Certains se demandent pourquoi les constitutionnalistes ne s'entendent pas sur l'état du droit en ce qui concerne la portée des conventions constitutionnelles. Le droit n'est-il pas censé apporter une réponse définitive à une question juridique posée?

Cette perception du droit est bien enracinée socialement de sorte que le débat qui a cours chez les juristes laisse plusieurs personnes perplexes. Seulement, la crise actuelle ne peut pas être analysée que par le prisme étroit du droit et de la procédure puisqu'il s'agit aussi, et surtout, d'une problématique politique. Voilà pourquoi il n'existe pas toujours de consensus à propos des pouvoirs de la gouverneure générale: tout simplement parce qu'il s'agit aussi de politique et que, pour déterminer la portée de ces pouvoirs, il faut nécessairement interpréter les précédents historiques (dont nous n'avons, pour la plupart, pas été témoins de notre vivant), ce qui est nécessairement une activité subjective.

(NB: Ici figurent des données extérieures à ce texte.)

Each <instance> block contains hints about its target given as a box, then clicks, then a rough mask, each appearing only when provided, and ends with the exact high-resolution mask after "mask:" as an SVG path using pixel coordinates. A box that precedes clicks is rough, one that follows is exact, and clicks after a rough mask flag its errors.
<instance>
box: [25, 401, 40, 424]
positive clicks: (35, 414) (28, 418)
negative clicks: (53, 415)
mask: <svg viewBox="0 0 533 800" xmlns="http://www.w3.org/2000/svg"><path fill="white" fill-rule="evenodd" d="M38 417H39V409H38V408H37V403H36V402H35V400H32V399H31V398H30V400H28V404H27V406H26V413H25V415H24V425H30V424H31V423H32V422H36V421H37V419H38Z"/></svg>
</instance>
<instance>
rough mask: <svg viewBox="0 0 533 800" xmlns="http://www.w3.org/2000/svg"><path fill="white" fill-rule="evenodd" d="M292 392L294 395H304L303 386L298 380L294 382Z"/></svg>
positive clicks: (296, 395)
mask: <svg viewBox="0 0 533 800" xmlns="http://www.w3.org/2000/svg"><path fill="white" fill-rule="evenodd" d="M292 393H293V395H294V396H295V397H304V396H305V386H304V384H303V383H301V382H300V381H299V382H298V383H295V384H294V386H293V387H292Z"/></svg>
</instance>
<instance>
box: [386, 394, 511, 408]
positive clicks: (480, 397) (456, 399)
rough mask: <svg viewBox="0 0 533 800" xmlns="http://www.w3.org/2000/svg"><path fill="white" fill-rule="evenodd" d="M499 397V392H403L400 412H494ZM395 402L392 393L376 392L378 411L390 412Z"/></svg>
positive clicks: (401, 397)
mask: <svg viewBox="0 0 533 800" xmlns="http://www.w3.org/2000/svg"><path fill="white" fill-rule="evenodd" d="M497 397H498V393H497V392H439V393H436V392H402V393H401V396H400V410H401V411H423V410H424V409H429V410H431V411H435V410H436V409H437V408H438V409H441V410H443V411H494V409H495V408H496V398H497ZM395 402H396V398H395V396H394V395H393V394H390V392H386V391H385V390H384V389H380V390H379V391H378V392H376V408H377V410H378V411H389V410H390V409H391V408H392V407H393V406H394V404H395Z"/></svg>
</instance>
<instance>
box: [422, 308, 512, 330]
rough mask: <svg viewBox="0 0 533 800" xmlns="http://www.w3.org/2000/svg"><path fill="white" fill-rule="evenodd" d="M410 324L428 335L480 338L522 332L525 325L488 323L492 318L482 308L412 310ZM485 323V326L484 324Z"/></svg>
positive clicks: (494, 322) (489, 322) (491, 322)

Considéré par plusieurs comme un instrument neutre et objectif, le droit peut néanmoins servir à faire avancer les idées et valeurs politiques personnelles de ceux qui les expriment. Cela n'est pas mauvais ni bon en soi et tous ne s'en servent pas de cette façon, mais il importe au moins de le reconnaître. La demande de prorogation et son acceptation par la gouverneure générale doivent donc être jugées politiquement et non pas simplement d'un point de vue juridique et procédural.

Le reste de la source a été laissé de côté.